8) Termination. Either party may terminate this Agreement at any time with thirty (30) days written notice, subject to survival of those provisions reflected in Section 15, below.

9) Entire Agreement. This Agreement is the entire agreement between Partner and HS regarding these matters and supersedes any verbal and written agreements on such matters. This Agreement may be modified only by written agreement signed by Partner and HS or its designees.

10) Severability. If any provision of this Agreement is held invalid or unenforceable for any reason, the invalidity shall not nullify the validity of the remaining provisions of this Agreement. If any provision of this Agreement is determined by a court or arbitration panel to be overly broad in duration, geographical coverage or scope, or unenforceable for any other reason, such provision will be narrowed or shortened so that it will be enforced to the fullest extent of the law.

11) Governing Law; Jurisdiction and Venue. All questions concerning the construction, validity, interpretation, enforcement, or performance of this Agreement shall be governed by and construed in accordance with the laws of the State of Illinois, without regard to any principles of conflicts of law. With respect to all disputes between the parties hereto, any dispute related to this Agreement or the performance thereof shall be exclusively litigated in the Circuit Court of Cook County, Illinois or the United States District Court for the Northern District of Illinois. HS and Partner freely consent to the personal jurisdiction and venue of these courts, each waive any right to argue that personal jurisdiction or venue in these venues is improper, inappropriate or inconvenient, and each party waives any right to assist, participate in, or consent to any such suit, action or proceeding being transferred to or litigated in any other court.

12) Recovery of Costs and Fees. The parties agree that if Partner or HS brings an action to enforce any provision of this Agreement, including any suit by HS seeking injunctive relief to enforce the restrictive covenants set forth herein, the prevailing party shall be entitled to recover from the non-prevailing party any and all reasonable costs, expenses and attorneys’ fees incurred to enforce such claim. To be clear, HS shall be considered the prevailing party in any claim seeking injunctive relief if it is determined by a trier of fact that you violated any part of the restrictive covenants set forth above, even if such violation constitutes less than 100% of the claims alleged against you in any pleading filed by HS.

13) Assignment and Beneficiaries. This Agreement only benefits and is binding on the parties and their respective subsidiaries, successors and permitted assigns provided that you may not assign your rights or duties under this Agreement without the express prior written consent with the other parties. HS may assign any rights or duties that it has, in whole or in part, to its affiliates and subsidiaries without your consent.

14) Waiver. The failure by any party to insist upon strict adherence to any provision of this Agreement on any occasion shall not be considered a waiver of any right hereunder nor shall it deprive that party of the right thereafter to insist upon strict adherence to that provision or any other provisions of this Agreement.

15) Survival.
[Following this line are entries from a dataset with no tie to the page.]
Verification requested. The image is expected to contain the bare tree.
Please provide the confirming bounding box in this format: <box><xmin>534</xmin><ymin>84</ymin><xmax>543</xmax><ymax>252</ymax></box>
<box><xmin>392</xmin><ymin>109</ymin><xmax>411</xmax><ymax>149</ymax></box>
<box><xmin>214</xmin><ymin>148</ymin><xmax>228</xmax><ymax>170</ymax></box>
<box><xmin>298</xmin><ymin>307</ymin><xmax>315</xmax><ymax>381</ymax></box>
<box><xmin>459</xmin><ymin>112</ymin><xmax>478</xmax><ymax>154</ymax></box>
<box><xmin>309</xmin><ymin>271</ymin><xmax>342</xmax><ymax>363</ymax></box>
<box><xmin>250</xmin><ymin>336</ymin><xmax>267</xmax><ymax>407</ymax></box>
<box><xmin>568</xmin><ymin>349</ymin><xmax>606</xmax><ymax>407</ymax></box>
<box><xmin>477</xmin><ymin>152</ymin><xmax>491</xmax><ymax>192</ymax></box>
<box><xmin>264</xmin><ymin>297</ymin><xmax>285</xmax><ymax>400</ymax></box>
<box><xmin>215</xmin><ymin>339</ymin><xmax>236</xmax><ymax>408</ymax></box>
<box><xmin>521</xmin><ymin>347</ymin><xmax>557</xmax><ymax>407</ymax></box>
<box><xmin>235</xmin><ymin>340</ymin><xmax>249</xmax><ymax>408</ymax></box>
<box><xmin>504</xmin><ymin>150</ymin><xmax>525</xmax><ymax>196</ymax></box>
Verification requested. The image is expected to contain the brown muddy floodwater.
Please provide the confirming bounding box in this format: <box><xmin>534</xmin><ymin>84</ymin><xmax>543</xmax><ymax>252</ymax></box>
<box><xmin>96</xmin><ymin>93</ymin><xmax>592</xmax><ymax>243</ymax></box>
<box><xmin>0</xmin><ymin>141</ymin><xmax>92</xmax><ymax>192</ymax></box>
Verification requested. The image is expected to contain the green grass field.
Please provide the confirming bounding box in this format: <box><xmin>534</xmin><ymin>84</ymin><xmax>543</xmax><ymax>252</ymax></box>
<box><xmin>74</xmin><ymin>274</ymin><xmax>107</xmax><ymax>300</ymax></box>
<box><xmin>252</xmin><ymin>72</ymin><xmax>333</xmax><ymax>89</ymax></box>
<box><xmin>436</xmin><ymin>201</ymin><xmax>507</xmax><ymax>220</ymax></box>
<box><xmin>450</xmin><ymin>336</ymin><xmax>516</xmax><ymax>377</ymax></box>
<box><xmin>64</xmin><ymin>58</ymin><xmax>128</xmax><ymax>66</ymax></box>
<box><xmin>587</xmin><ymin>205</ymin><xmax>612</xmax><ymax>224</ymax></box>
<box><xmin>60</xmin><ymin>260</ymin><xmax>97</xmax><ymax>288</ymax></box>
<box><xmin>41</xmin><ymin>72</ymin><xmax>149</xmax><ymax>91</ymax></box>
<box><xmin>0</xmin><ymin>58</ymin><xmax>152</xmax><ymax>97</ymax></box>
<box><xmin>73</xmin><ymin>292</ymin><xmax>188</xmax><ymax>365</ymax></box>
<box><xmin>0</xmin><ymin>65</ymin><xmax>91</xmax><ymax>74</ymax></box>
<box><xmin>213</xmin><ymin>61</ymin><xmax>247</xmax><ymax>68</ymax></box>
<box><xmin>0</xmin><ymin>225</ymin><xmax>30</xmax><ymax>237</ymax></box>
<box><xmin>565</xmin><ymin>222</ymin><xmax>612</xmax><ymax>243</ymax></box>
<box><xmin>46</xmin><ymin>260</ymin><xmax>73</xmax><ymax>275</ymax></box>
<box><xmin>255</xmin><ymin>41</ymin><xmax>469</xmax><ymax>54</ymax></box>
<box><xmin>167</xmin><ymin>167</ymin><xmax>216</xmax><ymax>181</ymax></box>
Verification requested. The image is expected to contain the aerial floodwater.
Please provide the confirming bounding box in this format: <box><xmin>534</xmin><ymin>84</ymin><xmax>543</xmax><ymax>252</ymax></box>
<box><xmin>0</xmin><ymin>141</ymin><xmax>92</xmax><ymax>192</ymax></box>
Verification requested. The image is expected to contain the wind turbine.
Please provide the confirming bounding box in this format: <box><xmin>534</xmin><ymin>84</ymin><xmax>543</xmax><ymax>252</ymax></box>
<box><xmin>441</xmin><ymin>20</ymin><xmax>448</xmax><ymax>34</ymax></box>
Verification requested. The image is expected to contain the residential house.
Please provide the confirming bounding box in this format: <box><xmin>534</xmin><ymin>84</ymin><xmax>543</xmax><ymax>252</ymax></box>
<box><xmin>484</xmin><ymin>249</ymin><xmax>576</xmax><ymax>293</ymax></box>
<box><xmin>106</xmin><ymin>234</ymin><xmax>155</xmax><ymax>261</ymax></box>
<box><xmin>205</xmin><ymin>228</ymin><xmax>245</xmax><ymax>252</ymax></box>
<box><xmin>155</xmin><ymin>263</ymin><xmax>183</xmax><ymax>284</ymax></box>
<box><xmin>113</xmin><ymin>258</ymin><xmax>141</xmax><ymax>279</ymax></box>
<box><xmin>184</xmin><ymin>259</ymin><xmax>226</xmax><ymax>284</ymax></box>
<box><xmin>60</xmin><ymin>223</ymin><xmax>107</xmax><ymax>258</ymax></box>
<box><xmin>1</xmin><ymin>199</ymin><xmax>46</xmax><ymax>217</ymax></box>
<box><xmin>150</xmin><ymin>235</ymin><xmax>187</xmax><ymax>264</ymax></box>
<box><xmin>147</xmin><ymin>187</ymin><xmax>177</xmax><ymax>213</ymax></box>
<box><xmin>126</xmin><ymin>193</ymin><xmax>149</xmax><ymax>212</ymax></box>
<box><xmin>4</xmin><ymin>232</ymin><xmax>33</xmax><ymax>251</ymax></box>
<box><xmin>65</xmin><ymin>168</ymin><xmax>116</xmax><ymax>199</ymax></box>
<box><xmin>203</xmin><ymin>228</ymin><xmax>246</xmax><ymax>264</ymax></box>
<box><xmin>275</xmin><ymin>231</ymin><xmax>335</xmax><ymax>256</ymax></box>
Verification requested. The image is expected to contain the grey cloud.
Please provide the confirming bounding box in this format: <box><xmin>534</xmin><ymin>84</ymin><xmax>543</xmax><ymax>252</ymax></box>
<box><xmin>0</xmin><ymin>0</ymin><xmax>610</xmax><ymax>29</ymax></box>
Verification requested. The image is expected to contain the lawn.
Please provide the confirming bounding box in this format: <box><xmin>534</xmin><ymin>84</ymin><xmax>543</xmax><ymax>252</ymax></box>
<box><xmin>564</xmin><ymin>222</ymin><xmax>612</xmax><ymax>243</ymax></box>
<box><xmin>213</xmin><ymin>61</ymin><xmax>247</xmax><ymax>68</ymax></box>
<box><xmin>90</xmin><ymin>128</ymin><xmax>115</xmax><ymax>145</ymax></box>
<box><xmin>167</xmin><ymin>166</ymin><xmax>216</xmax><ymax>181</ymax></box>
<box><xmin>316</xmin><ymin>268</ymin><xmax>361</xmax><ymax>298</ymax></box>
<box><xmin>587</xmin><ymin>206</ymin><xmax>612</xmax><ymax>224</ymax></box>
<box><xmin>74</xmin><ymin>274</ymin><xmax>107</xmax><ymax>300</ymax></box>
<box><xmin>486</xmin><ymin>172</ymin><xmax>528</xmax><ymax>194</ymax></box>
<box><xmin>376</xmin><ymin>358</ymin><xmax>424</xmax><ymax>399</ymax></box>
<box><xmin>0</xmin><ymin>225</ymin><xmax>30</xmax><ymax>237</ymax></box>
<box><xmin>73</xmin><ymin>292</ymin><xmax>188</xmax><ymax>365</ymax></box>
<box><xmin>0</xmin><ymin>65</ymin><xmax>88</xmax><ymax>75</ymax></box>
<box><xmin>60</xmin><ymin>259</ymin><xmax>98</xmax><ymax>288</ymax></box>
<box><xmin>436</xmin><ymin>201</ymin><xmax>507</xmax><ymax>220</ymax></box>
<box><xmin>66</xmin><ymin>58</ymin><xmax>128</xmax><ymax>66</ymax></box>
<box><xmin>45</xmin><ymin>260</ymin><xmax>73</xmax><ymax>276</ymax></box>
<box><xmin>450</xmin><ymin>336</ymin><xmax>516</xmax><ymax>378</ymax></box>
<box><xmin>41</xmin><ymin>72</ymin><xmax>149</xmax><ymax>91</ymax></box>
Partners obligations, covenants and duties under Sections 2, 3, 4, 5, 6, 11, 12 and 13 of this Agreement shall survive and continue in full force and effect after expiration or termination of this Agreement, whether such termination is by Partner or HS, and whether for cause or not for cause.

The parties state that they have read, understood and have had sufficient time to carefully read and consider the provisions of this Agreement, and having done so, agree that the restrictions set forth in this Agreement are fair and reasonable and are reasonably required for the protection of the interests of Partner and HS. The parties further acknowledge that HS has advised Partner to consult with an attorney concerning this Agreement, and that Partner has had a full opportunity to review this Agreement with an attorney.

IN WITNESS WHEREOF, the parties hereto have caused this Agreement to be executed. By selecting “Yes” you are agreeing to the Service Agreement between you, your company and Head of Security LLC.